Heinrich also complained about the proposed cap on the progressivity element – that part of the tax that increases the rate as prices increase. He said that has the biggest impact on long-term cash flow and cash generation.
“Between $100 and $130 the producer’s share doesn’t move much. That’s the part that makes Alaska investment less competitive – or less attractive as prices increase. Another component of this is the cap on the production tax rate at sixty percent. It doesn’t help much in the price environment we’ve seen. It takes a price of $230 before the cap would kick in – and we don’t expect to be in that price environment for quite some time.”
Heinrich also strongly encouraged the committee to include the older, already producing wells in any tax incentives. He said those wells are the base of the companies’ income and would give the quickest return on increased production. Committee co-chair Bert Stedman said a cap on progressivity is one of the topics the committee will discuss.

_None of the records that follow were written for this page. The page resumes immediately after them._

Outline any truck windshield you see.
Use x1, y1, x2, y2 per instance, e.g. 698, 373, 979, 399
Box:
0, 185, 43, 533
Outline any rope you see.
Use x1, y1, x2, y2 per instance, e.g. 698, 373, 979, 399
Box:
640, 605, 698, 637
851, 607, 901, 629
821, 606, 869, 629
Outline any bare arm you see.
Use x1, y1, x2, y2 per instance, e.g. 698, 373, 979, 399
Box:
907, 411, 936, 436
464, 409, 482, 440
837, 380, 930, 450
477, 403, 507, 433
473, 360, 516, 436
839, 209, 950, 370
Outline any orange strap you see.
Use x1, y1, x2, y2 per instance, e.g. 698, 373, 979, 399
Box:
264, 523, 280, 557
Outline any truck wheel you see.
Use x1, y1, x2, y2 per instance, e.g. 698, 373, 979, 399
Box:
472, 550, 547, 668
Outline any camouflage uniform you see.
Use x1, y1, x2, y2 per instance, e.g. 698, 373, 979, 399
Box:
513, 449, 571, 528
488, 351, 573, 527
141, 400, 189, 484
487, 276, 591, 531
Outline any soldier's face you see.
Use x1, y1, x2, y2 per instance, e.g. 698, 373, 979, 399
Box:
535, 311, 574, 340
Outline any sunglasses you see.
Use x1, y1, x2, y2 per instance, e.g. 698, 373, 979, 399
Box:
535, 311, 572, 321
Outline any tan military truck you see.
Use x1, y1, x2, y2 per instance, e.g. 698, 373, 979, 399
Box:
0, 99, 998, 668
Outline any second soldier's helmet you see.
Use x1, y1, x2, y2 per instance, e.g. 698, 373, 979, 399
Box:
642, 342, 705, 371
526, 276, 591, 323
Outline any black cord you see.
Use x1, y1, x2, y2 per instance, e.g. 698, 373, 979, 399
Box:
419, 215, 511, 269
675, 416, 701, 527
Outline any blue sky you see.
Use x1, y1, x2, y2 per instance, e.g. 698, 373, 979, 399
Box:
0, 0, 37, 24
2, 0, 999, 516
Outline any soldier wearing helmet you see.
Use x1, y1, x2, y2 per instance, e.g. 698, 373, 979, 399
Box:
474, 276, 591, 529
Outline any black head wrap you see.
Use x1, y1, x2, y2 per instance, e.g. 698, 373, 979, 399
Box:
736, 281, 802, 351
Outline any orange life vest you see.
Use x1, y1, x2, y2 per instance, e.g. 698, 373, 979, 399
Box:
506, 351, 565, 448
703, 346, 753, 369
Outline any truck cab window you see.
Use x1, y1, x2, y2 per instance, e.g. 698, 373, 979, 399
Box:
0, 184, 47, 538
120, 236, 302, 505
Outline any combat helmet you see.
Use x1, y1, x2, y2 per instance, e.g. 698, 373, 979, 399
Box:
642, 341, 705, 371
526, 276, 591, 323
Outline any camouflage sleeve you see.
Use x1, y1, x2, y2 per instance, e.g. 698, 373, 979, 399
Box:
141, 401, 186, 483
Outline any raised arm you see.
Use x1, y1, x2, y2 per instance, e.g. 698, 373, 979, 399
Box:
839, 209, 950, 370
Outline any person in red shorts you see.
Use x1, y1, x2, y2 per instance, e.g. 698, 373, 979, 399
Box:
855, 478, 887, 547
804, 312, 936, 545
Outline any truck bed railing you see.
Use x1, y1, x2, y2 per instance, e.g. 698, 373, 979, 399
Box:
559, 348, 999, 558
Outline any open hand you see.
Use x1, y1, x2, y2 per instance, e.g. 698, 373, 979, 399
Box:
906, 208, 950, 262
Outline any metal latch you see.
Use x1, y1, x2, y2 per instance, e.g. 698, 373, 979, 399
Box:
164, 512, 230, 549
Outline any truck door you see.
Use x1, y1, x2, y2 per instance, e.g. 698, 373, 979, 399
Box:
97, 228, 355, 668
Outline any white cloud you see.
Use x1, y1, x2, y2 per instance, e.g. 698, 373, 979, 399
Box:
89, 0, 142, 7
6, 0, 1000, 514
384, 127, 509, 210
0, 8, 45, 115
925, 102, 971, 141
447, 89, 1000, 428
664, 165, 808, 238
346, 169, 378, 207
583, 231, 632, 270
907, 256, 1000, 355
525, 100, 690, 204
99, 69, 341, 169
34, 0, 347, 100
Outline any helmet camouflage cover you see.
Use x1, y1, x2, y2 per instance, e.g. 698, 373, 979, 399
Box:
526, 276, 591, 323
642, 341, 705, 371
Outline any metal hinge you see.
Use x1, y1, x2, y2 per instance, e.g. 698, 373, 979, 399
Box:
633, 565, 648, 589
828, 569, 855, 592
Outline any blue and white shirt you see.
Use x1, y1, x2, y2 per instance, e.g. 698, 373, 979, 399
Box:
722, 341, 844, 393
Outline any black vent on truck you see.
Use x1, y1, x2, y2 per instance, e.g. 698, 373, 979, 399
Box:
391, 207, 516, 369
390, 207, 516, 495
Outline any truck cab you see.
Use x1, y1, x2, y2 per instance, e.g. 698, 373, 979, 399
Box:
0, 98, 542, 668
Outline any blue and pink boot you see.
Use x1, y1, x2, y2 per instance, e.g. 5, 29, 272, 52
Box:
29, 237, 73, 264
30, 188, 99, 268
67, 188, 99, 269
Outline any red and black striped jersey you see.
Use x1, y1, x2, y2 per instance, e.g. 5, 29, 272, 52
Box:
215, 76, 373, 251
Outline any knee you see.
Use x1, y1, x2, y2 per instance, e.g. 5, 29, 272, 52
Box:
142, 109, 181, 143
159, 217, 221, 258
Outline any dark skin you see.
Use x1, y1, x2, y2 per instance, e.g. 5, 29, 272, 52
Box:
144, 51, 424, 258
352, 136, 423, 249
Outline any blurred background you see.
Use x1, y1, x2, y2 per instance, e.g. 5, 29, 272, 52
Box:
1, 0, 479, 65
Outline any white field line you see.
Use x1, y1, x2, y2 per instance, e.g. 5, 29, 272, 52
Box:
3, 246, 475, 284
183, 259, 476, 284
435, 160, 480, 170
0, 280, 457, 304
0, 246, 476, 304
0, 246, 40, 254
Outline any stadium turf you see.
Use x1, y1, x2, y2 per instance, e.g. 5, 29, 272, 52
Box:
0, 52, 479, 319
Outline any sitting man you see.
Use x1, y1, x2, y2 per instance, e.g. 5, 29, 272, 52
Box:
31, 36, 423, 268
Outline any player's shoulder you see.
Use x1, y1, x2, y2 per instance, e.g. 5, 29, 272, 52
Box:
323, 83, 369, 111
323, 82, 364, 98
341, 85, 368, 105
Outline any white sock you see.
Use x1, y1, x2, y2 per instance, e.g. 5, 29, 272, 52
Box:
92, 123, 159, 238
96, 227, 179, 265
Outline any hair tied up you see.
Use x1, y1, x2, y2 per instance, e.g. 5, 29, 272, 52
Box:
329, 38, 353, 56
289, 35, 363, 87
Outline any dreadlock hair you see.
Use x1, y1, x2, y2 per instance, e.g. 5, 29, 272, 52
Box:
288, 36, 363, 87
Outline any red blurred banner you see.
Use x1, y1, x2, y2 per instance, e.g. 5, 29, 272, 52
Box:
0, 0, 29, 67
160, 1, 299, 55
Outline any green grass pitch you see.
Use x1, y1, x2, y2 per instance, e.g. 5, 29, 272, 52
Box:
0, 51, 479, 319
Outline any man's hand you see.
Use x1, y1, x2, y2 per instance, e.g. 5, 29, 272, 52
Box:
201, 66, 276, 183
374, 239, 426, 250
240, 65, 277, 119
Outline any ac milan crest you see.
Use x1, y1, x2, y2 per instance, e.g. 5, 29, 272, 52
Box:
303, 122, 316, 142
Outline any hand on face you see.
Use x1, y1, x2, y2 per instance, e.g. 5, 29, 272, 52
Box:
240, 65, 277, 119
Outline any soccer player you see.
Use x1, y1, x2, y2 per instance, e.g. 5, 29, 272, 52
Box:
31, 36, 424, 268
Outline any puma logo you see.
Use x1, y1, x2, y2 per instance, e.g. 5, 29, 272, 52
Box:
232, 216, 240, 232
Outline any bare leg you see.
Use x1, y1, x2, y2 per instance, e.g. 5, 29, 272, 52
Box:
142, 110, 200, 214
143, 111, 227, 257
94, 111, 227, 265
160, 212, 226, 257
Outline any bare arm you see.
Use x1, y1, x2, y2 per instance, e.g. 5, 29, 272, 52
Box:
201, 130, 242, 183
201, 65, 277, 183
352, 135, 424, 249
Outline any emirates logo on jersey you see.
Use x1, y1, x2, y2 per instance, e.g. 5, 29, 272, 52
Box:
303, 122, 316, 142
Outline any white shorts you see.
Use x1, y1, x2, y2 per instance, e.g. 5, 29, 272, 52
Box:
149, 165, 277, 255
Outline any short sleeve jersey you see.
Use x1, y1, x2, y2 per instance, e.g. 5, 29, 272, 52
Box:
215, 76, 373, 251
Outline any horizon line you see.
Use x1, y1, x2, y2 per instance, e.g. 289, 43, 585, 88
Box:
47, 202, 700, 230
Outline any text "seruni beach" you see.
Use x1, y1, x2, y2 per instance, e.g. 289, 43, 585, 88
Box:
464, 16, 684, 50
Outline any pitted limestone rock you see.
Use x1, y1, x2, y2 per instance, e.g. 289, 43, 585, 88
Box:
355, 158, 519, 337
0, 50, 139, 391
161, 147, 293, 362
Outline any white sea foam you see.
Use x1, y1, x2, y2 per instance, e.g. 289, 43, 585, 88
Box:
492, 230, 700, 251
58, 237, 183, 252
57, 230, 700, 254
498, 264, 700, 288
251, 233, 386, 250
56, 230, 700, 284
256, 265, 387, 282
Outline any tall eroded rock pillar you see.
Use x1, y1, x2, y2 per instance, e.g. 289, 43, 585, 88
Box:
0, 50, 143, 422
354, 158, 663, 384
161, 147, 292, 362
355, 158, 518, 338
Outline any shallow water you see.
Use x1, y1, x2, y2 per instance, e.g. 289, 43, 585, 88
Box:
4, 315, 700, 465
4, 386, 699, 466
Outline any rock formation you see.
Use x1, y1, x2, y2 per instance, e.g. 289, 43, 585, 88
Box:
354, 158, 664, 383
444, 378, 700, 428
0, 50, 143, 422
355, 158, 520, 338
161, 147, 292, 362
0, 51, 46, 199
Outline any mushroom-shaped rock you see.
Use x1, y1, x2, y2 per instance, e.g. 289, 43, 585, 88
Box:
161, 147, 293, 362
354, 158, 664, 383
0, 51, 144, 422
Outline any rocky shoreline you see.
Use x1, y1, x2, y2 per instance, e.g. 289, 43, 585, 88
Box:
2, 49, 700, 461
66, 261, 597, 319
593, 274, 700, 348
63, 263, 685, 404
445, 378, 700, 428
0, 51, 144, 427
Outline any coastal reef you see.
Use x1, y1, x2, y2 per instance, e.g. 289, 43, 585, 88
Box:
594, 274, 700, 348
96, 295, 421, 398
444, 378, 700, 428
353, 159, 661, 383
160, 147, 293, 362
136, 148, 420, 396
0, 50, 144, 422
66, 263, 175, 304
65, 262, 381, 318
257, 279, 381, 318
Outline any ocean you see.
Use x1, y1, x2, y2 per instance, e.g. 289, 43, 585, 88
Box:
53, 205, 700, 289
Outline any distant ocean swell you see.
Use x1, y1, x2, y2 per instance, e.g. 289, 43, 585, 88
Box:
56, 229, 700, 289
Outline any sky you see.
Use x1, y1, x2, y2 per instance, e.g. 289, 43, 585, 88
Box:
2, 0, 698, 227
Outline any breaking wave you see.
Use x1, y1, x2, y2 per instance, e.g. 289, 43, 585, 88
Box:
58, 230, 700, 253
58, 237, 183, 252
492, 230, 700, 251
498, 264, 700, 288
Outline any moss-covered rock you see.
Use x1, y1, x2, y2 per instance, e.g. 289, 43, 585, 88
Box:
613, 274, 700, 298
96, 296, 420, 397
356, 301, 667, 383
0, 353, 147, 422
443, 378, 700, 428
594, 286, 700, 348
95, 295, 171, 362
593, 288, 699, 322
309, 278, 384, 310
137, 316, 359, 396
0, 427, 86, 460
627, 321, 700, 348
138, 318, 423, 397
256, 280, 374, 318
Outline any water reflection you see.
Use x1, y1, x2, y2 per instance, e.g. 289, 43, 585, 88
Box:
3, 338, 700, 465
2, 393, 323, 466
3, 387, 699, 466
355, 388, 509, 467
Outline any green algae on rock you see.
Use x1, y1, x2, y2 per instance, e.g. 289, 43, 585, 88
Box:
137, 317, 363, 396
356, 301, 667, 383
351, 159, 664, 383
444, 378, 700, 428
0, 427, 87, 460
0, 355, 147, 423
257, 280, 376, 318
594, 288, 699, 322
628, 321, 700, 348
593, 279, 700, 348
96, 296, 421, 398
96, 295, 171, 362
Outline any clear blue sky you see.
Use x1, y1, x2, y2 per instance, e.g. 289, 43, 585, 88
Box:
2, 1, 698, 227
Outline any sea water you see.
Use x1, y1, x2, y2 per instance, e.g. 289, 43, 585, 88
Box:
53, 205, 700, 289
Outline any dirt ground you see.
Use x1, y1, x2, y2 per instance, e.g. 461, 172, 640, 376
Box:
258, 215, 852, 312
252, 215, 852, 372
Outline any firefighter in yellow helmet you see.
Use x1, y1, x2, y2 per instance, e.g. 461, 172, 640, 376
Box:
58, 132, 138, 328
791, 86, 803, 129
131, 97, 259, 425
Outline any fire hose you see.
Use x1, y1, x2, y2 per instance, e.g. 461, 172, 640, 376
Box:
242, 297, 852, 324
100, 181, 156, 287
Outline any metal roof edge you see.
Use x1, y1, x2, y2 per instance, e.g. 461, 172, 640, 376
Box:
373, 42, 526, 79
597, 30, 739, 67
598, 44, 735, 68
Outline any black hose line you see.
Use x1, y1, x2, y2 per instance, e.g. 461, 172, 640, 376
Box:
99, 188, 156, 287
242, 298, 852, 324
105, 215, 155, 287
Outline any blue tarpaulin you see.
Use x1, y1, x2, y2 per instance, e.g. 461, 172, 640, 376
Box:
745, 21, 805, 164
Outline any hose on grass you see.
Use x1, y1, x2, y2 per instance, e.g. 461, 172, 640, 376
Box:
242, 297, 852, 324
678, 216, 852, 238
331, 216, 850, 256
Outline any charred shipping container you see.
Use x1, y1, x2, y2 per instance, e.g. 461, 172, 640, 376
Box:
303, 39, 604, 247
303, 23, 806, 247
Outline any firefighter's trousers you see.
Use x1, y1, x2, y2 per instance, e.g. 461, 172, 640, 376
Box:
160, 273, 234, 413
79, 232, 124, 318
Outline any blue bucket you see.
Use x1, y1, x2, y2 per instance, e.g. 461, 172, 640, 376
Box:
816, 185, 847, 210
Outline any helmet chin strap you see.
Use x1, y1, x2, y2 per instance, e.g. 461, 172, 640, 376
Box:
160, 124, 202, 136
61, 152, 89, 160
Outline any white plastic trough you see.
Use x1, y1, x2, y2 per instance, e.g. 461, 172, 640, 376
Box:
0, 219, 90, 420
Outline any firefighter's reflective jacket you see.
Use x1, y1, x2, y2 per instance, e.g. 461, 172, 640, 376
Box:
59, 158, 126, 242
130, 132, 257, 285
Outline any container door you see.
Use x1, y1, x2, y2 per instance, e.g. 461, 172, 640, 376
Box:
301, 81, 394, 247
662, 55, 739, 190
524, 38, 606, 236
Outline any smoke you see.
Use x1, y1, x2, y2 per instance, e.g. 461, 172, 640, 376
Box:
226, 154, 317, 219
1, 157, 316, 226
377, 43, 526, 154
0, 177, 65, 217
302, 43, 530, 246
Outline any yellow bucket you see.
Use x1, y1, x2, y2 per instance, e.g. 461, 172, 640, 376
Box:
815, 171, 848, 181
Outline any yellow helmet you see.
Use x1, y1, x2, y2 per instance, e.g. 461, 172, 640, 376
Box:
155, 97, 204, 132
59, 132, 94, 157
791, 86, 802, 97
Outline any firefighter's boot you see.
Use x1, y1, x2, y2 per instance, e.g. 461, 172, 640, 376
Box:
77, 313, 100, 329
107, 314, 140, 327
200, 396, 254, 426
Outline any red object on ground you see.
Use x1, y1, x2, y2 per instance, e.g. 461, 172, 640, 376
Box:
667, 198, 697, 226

Basing his presentation on a description of the current tax regime as “broken,” BP’s Alaska Head of Finance Damian Bilbao presented a worst case scenario based on projections made by the Parnell Administration. He said the state faces a crisis that must be dealt with quickly.
“In fact, if you consider the break-even price for the state remains over ninety dollars a barrel, the bottom line is that the policy that is in place is not delivering the future that Alaska needs to support its infrastructure, the needs of its population and as well as all the other additional requirement I know you guys spend a lot of time discussing.”
Stedman assured Bilbao that the legislature does review the administration’s projections – as well as those produced by the legislature itself.
“But we don’t accept them blindly as that’s what’s going to happen in the future. Because noone in their right mind would run the state straight into the ground.”
Bilbao said BP will take a look at the final committee bill before considering whether it meets the company’s needs.
Exxon’s Production Manager Dale Pittman said his company will support decisions on investments made by the operators of the fields in which it works – Conoco-Philips and BP.
The committee will continue its work on the new tax plan tomorrow morning.